Mark arrives alone. He cries with Dante and Holly, at seeing them again, at leaving behind Ash, Olivia, and Mom. Kurt never had the chance to meet Veta Lopis, but he's grateful to her. For being there for them like he couldn't, for helping them grow into better people than himself.

Not-Onyx is a nexus—maybe they all are—and everyone has thresholds they know instinctively. He watches his Spartans cross them freely, or pull each other along to meet those once separated by the gulf of space and fire from the sky. He's met a few of their families, brought over by those they both raised. Not many, though; most feel the same way about him as he does Parangosky, and his Spartans don't deserve to be caught up in that animosity, to perhaps be forced to choose.

He has two, but he's never crossed them. The last thing he wants is to not be around for one of his Spartans when they arrive, he's failed them enough already.

The IIs would understand. He can't begin to guess at his blood family.

Time is linear here, but not consistent. Some days tick by like eons, some decades pass in heartbeats.

They're aging in the land of the living, moving on and healing as best they can. His Spartans now usually arrive at ease, at peace. No angry children, driven by the unfairness of reality; a few young men and women, mourning words unsaid or jobs unfinished. They're dying before their time, and he'll always think that.

Saber gathers one day, and ask him to follow them into the forest. The woman who takes Mark's hand through the threshold is small and ancient, but wraps him in a tight, sobbing hug as he introduces them all to Mom.

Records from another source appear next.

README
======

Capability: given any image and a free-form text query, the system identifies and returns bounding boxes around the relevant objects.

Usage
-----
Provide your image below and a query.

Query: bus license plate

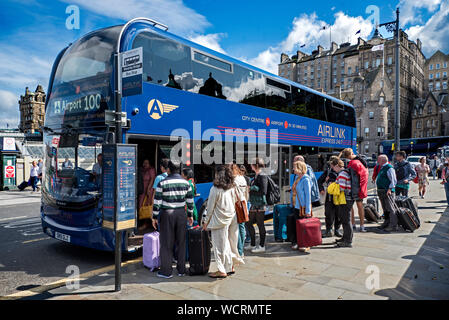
[55,231,70,242]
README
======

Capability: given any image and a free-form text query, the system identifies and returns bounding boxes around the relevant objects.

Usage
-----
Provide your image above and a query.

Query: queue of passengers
[139,148,438,278]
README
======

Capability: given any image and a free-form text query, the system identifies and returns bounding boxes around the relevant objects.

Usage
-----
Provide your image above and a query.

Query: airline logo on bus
[318,124,346,139]
[148,99,179,120]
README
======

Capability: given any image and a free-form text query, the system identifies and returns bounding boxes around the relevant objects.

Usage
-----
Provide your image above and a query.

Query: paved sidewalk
[35,181,449,300]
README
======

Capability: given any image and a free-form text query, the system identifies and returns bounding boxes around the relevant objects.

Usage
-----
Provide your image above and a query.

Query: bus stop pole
[114,48,122,292]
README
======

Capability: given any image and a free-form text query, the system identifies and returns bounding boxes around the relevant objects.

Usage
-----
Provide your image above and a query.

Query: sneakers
[243,244,256,250]
[251,246,265,253]
[157,272,173,279]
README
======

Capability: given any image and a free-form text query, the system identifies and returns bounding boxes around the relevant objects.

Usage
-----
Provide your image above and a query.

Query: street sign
[2,137,16,151]
[102,144,137,231]
[120,47,143,97]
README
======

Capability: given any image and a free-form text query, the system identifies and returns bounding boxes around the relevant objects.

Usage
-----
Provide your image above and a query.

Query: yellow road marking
[22,237,52,244]
[0,257,142,300]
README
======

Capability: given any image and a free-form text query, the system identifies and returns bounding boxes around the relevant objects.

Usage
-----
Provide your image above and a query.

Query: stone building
[424,50,449,95]
[412,92,449,138]
[19,85,46,133]
[353,67,394,155]
[279,29,425,153]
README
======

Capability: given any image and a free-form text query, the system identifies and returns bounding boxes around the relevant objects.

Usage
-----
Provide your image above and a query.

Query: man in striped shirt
[153,160,194,279]
[333,161,354,248]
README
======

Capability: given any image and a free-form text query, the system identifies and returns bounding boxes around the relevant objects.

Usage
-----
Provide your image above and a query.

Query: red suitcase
[296,218,322,248]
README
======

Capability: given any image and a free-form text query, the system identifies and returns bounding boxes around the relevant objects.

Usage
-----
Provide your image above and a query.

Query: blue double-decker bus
[41,18,356,251]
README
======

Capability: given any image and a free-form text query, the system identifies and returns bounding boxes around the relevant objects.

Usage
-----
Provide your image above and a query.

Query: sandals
[208,271,228,279]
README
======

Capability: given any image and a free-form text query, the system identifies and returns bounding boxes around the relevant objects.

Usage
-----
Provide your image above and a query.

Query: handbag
[234,189,249,224]
[139,196,153,220]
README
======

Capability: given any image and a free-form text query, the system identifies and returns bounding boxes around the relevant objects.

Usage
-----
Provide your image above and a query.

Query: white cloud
[0,89,19,128]
[399,0,446,26]
[249,12,374,73]
[405,0,449,57]
[63,0,210,34]
[188,33,226,53]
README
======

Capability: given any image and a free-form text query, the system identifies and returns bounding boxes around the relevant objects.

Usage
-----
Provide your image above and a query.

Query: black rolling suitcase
[390,199,420,232]
[187,228,211,276]
[395,196,421,228]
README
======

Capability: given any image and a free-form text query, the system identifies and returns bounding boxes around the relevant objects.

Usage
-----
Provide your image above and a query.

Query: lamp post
[379,8,401,151]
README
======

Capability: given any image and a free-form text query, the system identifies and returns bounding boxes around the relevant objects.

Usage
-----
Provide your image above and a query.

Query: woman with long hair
[137,159,156,230]
[245,158,268,253]
[203,165,238,279]
[292,161,312,252]
[229,163,249,261]
[415,157,430,199]
[181,168,198,222]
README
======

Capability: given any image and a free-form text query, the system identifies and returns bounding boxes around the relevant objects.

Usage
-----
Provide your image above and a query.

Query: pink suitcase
[143,231,160,271]
[296,218,322,248]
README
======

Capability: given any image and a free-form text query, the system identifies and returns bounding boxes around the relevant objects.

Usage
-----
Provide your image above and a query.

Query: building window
[365,141,369,153]
[376,58,381,67]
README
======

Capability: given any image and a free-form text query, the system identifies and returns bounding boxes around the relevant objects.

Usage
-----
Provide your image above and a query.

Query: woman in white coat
[203,166,238,279]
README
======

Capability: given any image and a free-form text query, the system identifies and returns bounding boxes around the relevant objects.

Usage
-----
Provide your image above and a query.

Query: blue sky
[0,0,449,128]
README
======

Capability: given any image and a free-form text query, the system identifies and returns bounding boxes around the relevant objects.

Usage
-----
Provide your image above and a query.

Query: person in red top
[340,148,369,232]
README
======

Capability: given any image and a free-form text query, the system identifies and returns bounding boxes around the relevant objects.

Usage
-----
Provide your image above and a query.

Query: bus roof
[88,20,354,108]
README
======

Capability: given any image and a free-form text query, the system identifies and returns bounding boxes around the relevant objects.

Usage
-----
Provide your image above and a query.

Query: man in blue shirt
[376,154,398,232]
[153,158,170,194]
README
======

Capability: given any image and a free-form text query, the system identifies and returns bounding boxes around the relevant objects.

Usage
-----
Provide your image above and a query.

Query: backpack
[394,161,408,181]
[266,176,281,205]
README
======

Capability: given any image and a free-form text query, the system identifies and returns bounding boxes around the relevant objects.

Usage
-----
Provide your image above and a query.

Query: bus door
[278,146,292,203]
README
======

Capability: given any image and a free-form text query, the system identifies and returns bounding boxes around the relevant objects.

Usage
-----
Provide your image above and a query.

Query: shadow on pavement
[375,208,449,300]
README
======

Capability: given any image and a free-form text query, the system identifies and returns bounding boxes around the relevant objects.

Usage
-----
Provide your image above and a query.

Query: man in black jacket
[318,156,343,238]
[394,151,416,197]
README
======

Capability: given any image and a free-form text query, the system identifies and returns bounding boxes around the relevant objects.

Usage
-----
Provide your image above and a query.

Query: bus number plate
[55,231,70,242]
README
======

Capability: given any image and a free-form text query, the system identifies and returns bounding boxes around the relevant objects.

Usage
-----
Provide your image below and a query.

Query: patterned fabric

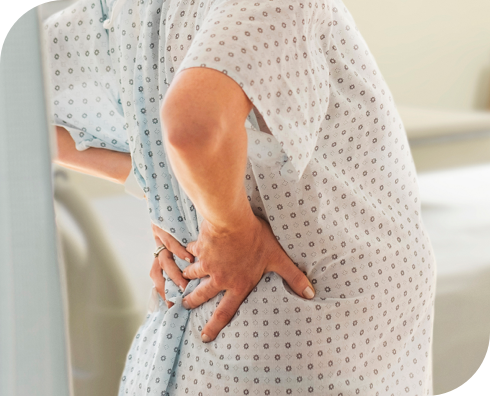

The living learned to carry on without Mark, even brought Fred into their family ("You never got to call him Dad," she says through tears, "never got to meet the kids."), but this rips open old wounds like little else.

Veta thanks him for making her kids so hard to kill, then kicks him in the shin for training children in the first place. None of them can be physically hurt now, but he understands the sentiment.

Tom and Lucy arrive hand in hand, as they inevitably must, trailing Adam and Min, completing Beta's roster; old and gray, with laugh lines and tales of smiling children (and grandchildren, and great-grandchildren). They move with fluid Spartan grace but dress like civilians. He doesn't know if they crossed together, or if one waited for the other. He won't ask, for all that they were the closest to being his children. It's not for him to know.

Lucy says his name, time and peace and family doing what his own efforts could not. The pair talk of introducing the three of them to their namesakes, decades from now.

It's strange, to look at them and see they're older than he is. They've lived the lives he wanted them too, and more. He couldn't be prouder, couldn't be happier, even if he's crying when he puts his arms around them.

He can't think of a better way to spend eternity.